The Mail Online spoke to a number of scientists about Spielberg's claims, and it seems the Hollywood director may not be as wide off the mark as we all think.

Dr Jacco van Loon, an astrophysicist from Keele University in the UK, told the outlet: "It is a possibility. If they visited a billion years ago, they would have encountered seas with microbial life, and bare land.
"While they may not have left artefacts on Earth, one interesting possibility that has been considered is that they may have left artefacts on the Moon or elsewhere in the Solar System, to monitor Earth or simply as waste."
When aliens seem to suddenly land on Earth in films, it's due to a fiction concept of 'faster than light' travel, which in reality, just isn't a thing.
Astronomer Dr William Alston told the Mail: "The speed of light appears to be the ultimate speed limit in the Universe. Nothing with mass can accelerate up to or beyond it, so even the most advanced spacecraft would take a long time to cross interstellar distances.
"This means that visiting other worlds is not just an engineering challenge, but limited by fundamental physics."

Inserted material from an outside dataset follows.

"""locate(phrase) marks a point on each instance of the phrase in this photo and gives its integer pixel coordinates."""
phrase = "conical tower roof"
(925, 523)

It's not the first time Spielberg has spoken out about his belief alien life is out there, as he previously told the Associated Press: "I’ve been a believer since I made Close Encounters 50 years ago.
"But I would always say, ‘Until I’ve seen a UAP or a UFO with my own eyes, I’m not going to categorically state that life from out there has come here’.
“But I’ve changed that. I’m now willing to change my mind because of the circumstantial evidence which is overwhelming.”